Apremilast is an oral phosphodiesterase 4 inhibitor that has been shown to regulate inflammatory mediators.6 Phosphodiesterase 4, the dominant phosphodiesterase expressed in immune cells, degrades cyclic AMP (cAMP) into AMP. Phosphodiesterase 4 inhibition thereby elevates intracellular cAMP, which can down-regulate the inflammatory responses through mechanisms such as partially inhibiting expression of inflammatory cytokines and increasing expression of anti-inflammatory mediators such as interleukin-10.6 ,7

The phase 3 Psoriatic Arthritis Long-term Assessment of Clinical Efficacy (PALACE) clinical trial programme assessed the efficacy, tolerability and safety of apremilast in patients with active PsA across four placebo-controlled trials. This report describes results from the first trial (PALACE 1) that enrolled patients with active PsA despite prior traditional disease-modifying antirheumatic drugs (DMARDs) and/or biologics.

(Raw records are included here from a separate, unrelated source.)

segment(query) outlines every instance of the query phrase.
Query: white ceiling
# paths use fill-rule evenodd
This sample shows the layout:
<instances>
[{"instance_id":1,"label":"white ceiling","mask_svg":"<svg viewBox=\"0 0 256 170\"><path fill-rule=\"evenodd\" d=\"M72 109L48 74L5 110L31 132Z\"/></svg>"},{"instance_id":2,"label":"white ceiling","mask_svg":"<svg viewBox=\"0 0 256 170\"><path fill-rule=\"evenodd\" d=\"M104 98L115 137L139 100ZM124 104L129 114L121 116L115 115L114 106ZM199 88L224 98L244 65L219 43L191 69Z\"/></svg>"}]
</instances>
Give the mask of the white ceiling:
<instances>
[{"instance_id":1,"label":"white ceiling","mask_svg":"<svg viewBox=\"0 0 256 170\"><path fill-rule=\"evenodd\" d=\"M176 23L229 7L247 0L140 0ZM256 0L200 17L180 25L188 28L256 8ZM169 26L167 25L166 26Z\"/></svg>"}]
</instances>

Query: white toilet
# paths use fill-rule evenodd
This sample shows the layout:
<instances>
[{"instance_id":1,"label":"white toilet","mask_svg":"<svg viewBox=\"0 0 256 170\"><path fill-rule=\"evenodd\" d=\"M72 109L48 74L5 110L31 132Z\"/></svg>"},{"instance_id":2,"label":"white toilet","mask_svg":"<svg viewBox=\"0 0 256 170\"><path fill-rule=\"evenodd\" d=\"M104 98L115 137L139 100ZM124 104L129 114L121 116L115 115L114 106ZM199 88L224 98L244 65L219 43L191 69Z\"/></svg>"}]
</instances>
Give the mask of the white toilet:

Patients were eligible for enrolment if they were ≥18 years of age and were diagnosed with active PsA. The institutional review boards at each participating medical centre approved the protocol and all patients provided written informed consent before study entry. Patients were required to meet the Classification Criteria for Psoriatic Arthritis (CASPAR)8 at screening and have a minimum of both three swollen and three tender joints, despite prior treatment with traditional DMARDs and/or biologic treatment or concurrent treatment with traditional DMARDs. Prior tumour necrosis factor blocker efficacy failures were limited to ≤10% of enrolled patients. Patients taking methotrexate, leflunomide or sulfasalazine must have been treated for at least 16 weeks and on a stable dose (oral or parenteral methotrexate ≤25 mg/week; leflunomide ≤20 mg/day; sulfasalazine ≤2 g/day; or a combination) for at least 4 weeks before the screening visit. Stable doses of oral corticosteroids (prednisone ≤10 mg/day or equivalent for at least 1 month) and non-steroidal anti-inflammatory drugs (≥2 weeks) were permitted.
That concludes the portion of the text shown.